Voltage-Dependent Modulation of Cardiac Ryanodine Receptors (RyR2) by Protamine

• Published in: PloS one Vol. 4; no. 12; p. e8315
• Main Authors: Diaz-Sylvester, Paula L., Copello, Julio A.
• Format: Journal Article
• Language: English
• Published: United States Public Library of Science 15.12.2009; Public Library of Science (PLoS)
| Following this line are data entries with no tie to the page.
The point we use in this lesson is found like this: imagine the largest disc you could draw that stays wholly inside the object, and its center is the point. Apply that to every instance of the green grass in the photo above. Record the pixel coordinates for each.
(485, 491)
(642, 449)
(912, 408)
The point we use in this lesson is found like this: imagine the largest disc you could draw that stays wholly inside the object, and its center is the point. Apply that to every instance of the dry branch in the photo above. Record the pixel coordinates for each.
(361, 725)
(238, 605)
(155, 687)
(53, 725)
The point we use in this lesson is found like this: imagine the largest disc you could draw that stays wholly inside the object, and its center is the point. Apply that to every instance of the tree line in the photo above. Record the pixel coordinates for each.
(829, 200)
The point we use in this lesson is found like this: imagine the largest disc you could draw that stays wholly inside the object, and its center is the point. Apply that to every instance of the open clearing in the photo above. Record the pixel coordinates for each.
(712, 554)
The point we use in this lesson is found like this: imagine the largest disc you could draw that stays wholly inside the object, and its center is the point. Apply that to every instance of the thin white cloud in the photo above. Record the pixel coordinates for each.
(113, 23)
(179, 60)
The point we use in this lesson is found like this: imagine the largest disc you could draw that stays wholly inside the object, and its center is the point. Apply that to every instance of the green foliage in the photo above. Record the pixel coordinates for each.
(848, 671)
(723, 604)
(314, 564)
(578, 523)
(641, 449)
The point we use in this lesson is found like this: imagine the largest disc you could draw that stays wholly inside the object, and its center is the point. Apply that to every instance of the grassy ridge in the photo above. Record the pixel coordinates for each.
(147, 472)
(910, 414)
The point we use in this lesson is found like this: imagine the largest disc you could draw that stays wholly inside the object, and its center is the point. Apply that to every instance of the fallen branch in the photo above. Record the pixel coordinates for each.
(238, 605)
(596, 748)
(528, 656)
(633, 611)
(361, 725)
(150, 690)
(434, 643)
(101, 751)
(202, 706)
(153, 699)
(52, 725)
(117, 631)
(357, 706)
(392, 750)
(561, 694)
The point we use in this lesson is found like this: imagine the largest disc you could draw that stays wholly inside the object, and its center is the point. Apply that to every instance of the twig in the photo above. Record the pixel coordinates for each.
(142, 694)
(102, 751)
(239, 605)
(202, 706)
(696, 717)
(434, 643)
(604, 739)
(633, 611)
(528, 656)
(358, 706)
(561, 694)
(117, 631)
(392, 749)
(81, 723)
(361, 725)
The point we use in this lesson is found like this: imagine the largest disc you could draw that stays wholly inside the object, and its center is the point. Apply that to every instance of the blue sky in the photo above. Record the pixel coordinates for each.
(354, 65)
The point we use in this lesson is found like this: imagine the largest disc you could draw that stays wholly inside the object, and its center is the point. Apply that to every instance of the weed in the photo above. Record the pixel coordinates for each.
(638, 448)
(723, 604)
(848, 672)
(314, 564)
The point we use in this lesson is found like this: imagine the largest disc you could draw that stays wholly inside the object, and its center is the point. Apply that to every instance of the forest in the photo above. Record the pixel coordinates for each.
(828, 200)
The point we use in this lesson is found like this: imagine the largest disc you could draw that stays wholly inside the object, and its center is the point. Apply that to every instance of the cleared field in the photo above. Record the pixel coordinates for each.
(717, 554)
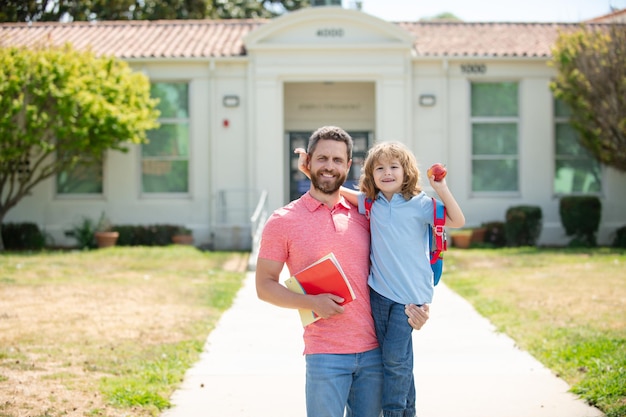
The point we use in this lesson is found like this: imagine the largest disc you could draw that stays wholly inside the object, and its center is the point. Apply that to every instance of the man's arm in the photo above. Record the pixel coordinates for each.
(269, 289)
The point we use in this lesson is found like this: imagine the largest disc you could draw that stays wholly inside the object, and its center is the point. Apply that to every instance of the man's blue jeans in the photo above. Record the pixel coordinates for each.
(350, 382)
(394, 337)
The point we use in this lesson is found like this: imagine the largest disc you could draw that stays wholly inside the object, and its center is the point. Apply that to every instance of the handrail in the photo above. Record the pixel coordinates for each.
(257, 221)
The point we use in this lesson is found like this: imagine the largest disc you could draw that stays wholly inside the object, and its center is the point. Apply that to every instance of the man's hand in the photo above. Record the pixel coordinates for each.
(327, 305)
(417, 316)
(303, 161)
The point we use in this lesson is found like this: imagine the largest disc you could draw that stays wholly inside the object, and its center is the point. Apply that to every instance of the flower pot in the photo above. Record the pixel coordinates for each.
(182, 239)
(106, 239)
(461, 240)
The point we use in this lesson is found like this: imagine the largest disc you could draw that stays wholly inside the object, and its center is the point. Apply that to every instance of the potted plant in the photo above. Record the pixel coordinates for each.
(105, 235)
(183, 236)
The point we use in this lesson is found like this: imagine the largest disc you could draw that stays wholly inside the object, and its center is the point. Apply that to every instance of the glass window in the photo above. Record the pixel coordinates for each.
(165, 159)
(82, 179)
(576, 171)
(495, 120)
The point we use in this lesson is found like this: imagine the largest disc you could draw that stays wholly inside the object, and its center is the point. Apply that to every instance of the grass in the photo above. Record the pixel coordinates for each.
(110, 333)
(107, 332)
(566, 307)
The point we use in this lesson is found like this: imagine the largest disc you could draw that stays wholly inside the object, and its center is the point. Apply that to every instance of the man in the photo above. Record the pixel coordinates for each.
(343, 360)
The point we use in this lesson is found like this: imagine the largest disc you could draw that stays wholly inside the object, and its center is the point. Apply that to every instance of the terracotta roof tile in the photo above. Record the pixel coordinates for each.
(140, 39)
(223, 38)
(484, 39)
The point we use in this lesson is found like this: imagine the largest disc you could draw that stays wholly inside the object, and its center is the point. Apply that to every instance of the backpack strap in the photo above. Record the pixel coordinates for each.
(439, 221)
(368, 207)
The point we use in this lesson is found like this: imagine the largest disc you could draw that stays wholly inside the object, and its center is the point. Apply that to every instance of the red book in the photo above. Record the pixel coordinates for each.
(324, 276)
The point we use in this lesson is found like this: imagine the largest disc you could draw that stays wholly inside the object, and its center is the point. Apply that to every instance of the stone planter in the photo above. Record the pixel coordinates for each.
(106, 239)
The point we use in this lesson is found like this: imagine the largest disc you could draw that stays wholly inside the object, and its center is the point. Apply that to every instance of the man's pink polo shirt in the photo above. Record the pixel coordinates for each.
(302, 232)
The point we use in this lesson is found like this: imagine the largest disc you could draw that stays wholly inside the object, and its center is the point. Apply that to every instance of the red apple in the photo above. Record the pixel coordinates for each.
(438, 170)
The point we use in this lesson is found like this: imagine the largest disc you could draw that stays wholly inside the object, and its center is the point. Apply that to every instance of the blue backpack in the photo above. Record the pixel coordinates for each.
(437, 240)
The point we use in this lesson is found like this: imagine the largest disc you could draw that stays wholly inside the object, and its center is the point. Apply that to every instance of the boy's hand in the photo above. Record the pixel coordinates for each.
(303, 161)
(417, 316)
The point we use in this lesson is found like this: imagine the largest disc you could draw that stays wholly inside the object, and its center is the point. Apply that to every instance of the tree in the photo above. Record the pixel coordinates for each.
(61, 109)
(591, 81)
(86, 10)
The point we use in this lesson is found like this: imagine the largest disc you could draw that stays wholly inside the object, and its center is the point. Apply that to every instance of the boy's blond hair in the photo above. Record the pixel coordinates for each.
(389, 151)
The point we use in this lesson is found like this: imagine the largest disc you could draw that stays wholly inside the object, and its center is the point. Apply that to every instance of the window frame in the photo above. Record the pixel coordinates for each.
(499, 157)
(565, 120)
(170, 121)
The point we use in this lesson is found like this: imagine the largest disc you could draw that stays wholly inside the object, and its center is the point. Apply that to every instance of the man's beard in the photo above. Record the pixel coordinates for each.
(327, 185)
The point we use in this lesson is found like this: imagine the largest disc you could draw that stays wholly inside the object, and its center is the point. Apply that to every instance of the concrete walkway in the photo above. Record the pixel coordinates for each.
(253, 366)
• Subjects: Activation; Animals; Anticoagulants; Biophysics/Biomacromolecule-Ligand Interactions; Biophysics/Membrane Proteins and Energy Transduction; Calcium (reticular); Calcium - metabolism; Calcium channels; Cardiac muscle; Channel gating; Conductance; Coronary artery disease; Cytosol; Cytosol - drug effects; Cytosol - metabolism; Electric Conductivity; Electric potential; Electrostatic properties; Heart diseases; Histones; Ion Channel Gating - drug effects; Laboratory animals; Leak channels; Ligands; Lipid bilayers; Lipids; Magnesium; Microsomes; Modulation; Musculoskeletal system; Myocardium - metabolism; Physiology/Cardiovascular Physiology and Circulation; Physiology/Cell Signaling; Physiology/Membranes and Sorting; Physiology/Muscle and Connective Tissue; Polycations; Protamine; Protamines - pharmacology; Proteins; Receptors; Resistance; Rodents; Ryanodine Receptor Calcium Release Channel - metabolism; Ryanodine receptors; Sarcoplasmic reticulum; Scorpion Venoms - pharmacology; Sus scrofa; Voltage; United States > US; Illinois
• ISSN: 1932-6203; 1932-6203
• DOI: 10.1371/journal.pone.0008315

It has been reported that protamine (>10 microg/ml) blocks single skeletal RyR1 channels and inhibits RyR1-mediated Ca2+ release from sarcoplasmic reticulum microsomes. We extended these studies to cardiac RyR2 reconstituted into planar lipid bilayers. We found that protamine (0.02-20 microg/ml) added to the cytosolic surface of fully activated RyR2 affected channel activity in a voltage-dependent manner. At membrane voltage (V(m); SR lumen-cytosol) = 0 mV, protamine induced conductance transitions to several intermediate states (substates) as well as full block of RyR2. At V(m)>10 mV, the substate with the highest level of conductance was predominant. Increasing V(m) from 0 to +80 mV, decreased the number of transitions and residence of the channel in this substate. The drop in current amplitude (full opening to substate) had the same magnitude at 0 and +80 mV despite the approximately 3-fold increase in amplitude of the full opening. This is more similar to rectification of channel conductance induced by other polycations than to the action of selective conductance modifiers (ryanoids, imperatoxin). A distinctive effect of protamine (which might be shared with polylysines and histones but not with non-peptidic polycations) is the activation of RyR2 in the presence of nanomolar cytosolic Ca2+ and millimolar Mg2+ levels. Our results suggest that RyRs would be subject to dual modulation (activation and block) by polycationic domains of neighboring proteins via electrostatic interactions. Understanding these interactions could be important as such anomalies may be associated with the increased RyR2-mediated Ca2+ leak observed in cardiac diseases.